A partir de ese momento el hombre dejó de mirarla. Prendió un cigarrillo y se subió a un Fiat 147 que sacó con cuidado hasta llegar al asfalto, donde lo hizo rugir. Paula se acercó a la luz de emergencia que había quedado prendida sobre la puerta de la caseta, respiró hondo tres veces y dio el primer paso rumbo a la avenida.

Los primeros pasos fueron tranquilos, o eso quiso creer, pero no había recorrido media cuadra todavía cuando escuchó una explosión: era un petardo o un caño de escape, se convenció ella, ni pensar en la tercera posibilidad. Apuró el paso y aguzó los sentidos. Ahora sabía cómo sonaba cada parte de su zapatilla: talón, suela, punta. Sintió las hojas secas que rodaban por atrás suyo. Por favor, se dijo, no te des vuelta.

En la cuadra siguiente, dos chicos doblaron en su dirección. Uno de ellos se detuvo y meó en el medio de la calle, y el otro, que llevaba una botella de plástico en la mano, pateó una piedra que se detuvo justo delante de ella. El miedo la paralizó, pero siguió caminando.

—Te dormiste —le dijeron desde el costado.

Ella creyó haber dado un salto, aunque no estaba segura de que lo hubiera hecho.

—¿Cómo? —dijo Paula con el poco aire que tenía en los pulmones.

—Que te dormiste.

Era un hombre joven, de cara amable. Estaba vestido con ropa gastada pero de manera prolija y llevaba en la mano un vaso de lo que parecía ser un jugo de pomelo. Tenía el aspecto de alguien que había dejado de fumar y recién ahora empezaba a tolerarlo. A Paula le extrañó encontrarse con alguien así en un lugar como ese pero, ¿por qué no? Lo importante era que aquel hombre le había permitido salirse del camino de los otros dos, como si Paula estuviera en el fin del mundo por un motivo razonable.

—Muchos pasajeros se duermen en los colectivos y se despiertan en la parada. Casi todas las noches pasa.

—Sí —mintió ella—. Me dormí.

Justo en ese momento los otros dos pasaban por atrás de Paula. El hombre joven los miró como midiendo sus intenciones.

—¿Querés que te pida un taxi? —preguntó él un segundo después.

—Sí —dijo ella, y parecía suplicarlo con todo su cuerpo—. Por favor.

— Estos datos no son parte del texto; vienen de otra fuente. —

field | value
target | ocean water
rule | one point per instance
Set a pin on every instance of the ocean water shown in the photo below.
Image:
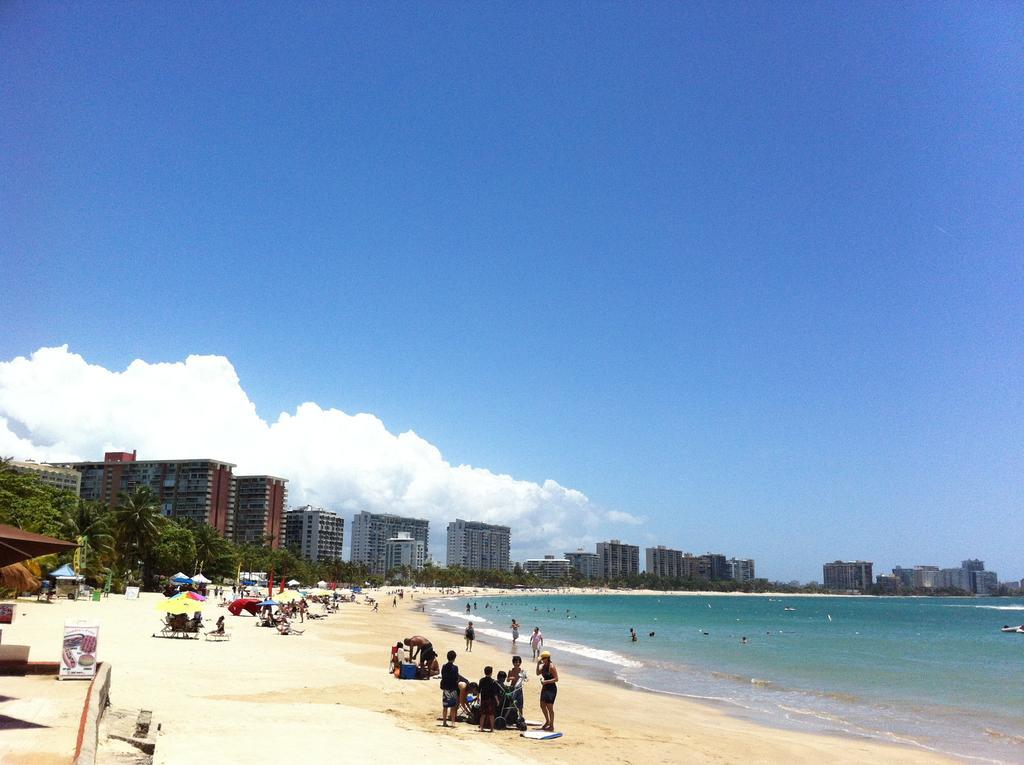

La casa del hombre era cálida. Había una lámpara encendida en una esquina sobre un sillón de mimbre y, exactamente a la distancia de un par de piernas estiradas, una mesita ratona con un libro abierto.

En ese momento el hombre escuchaba algo que, a grandes rasgos, ella identificó como música clásica. Estaba ejecutada por un piano y Paula juzgó seria esa música, pero delicada a la vez. De acuerdo a su punto de vista o, en todo caso, según su propia experiencia, no eran dos cualidades que fueran de la mano: el caso más cercano era el de Iván, serio y hosco, serio y amargo. Ella lo veía ahora con toda claridad.

Por atrás del piano se sentían los quemadores de la estufa trabajando a toda marcha y, más atrás todavía, las olas bajas del río, si es que era posible escuchar un sonido tan leve.

—Va a demorar siete minutos —dijo el hombre apareciendo nuevamente—. Siete minutos según la operadora.

Paula se preguntó por la edad de él y la comparó en secreto con la suya.

—¿Siempre salís a buscar pasajeros dormidos a la puerta de tu casa?

Él se rió.

—Todas las noches —respondió el hombre—. ¿Venías del trabajo? O ibas. La mayoría se duerme así.

—No —dijo ella apartando la vista. Se hizo un silencio rodeado por la música—. Trabajo de mañana.

En ese momento llegó el taxi. Antes de subir, se presentaron. Paula, dijo ella; Leo, dijo él, y se dieron la mano con suavidad. Muchas gracias, dijo Paula, y él le aseguró que no había sido nada, que si ella se volvía dormir en un colectivo de la línea 14, ya sabía qué puerta debía golpear. Los dos sonrieron y él esperó a que el auto estuviera en camino para volver a su casa.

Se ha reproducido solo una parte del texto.